A) The plot of miRNA assays used to profile compared samples: fold change (y-axis) against normalized Ct measurements. B) Volcano plot of the resulting p-values of the t-test (y-axis) between the C and N groups. 305 miRNAs show FDR-adjusted p-values below 0.1 and fold change above 2 (shown in red). C) Hierarchical clustering (R package pvclust) of the 45 ovarian cancer tissues and 14 ovarian normal tissues based on top 50 most variable miRNA assays. For each cluster in hierarchical clustering, quantities called p-values (approximately unbiased p-value (red) and Bootstrap Probability p-value (green)) are calculated via multi-scale bootstrap resampling. P-value of a cluster is a value between 0 and 1, which indicates how strong the cluster is supported by data. D) 17% of the variance observed in the Ct measurements of top 50 most variable miRNA assays across all samples can be explained by sample pathology status (C or N). The remaining covariates considered here (source = hospital source, survival, tumor histology, FIGO stage, tumor grade, relapse, and stage) explain 24% of the variance.

Figure 2. Determination of error rates by leave-one-out cross validation vs. number of markers and miRNA markers overlapping.

A) Error rate produced by different classification algorithms as a function of the number of prediction markers used. Leave-one-out cross-validation procedure was used to estimate resulting error rates. B) Percent overlapping of predictor miRNA selected from the different training sets of samples used.
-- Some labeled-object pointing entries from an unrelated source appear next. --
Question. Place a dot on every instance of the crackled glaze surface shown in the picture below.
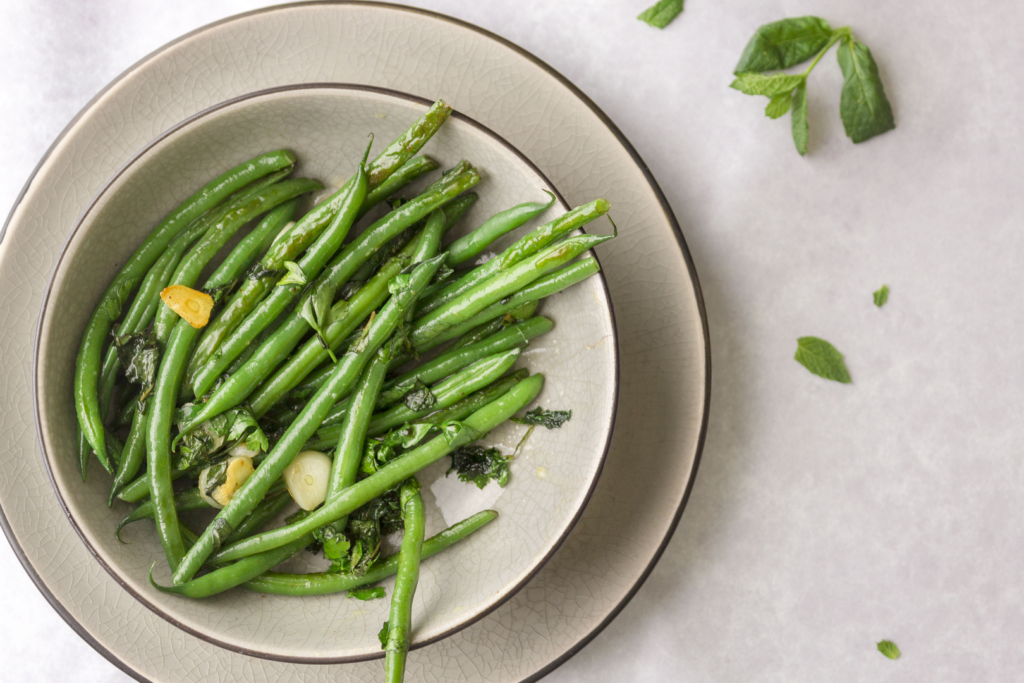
(552, 475)
(659, 424)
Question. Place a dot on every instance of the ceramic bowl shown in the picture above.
(552, 476)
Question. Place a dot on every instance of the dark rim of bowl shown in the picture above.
(666, 208)
(507, 593)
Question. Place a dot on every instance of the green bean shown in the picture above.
(87, 365)
(189, 499)
(240, 259)
(326, 583)
(179, 345)
(296, 370)
(500, 286)
(233, 574)
(312, 260)
(241, 213)
(147, 301)
(501, 223)
(449, 391)
(524, 247)
(267, 509)
(139, 488)
(327, 437)
(544, 287)
(337, 273)
(514, 336)
(348, 370)
(353, 430)
(391, 161)
(409, 172)
(393, 473)
(399, 624)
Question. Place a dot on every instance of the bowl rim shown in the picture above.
(36, 370)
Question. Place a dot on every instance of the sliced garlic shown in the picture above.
(307, 477)
(190, 304)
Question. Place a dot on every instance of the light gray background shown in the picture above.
(824, 517)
C) Leave-one-out cross validation results: each sample class probability (y-axis) is estimated based on SVM model learned from all other samples. Tissues (cancer black, normal red) are represented by classification probability of being cancer. D) ROC curve based on leave-one-out cross validation results using SVM method.

Figure 3. Ovarian cancer classification performance for the 10 selected miRNAs ( Table 2 ) using SVM algorithm and leave-one-out cross-validation.

A) Prediction probabilities (ovarian cancer) for each sample used in this study (C = Cancer; N = Normal). B) ROC curve. C) Prediction error across different tissue groups: normal tissue (N), epithelial carcinomas tissues (CE) and borderline tissues (CB). D) Prediction error within tumor grade groups [Increased error in lower grade samples (but not significant)].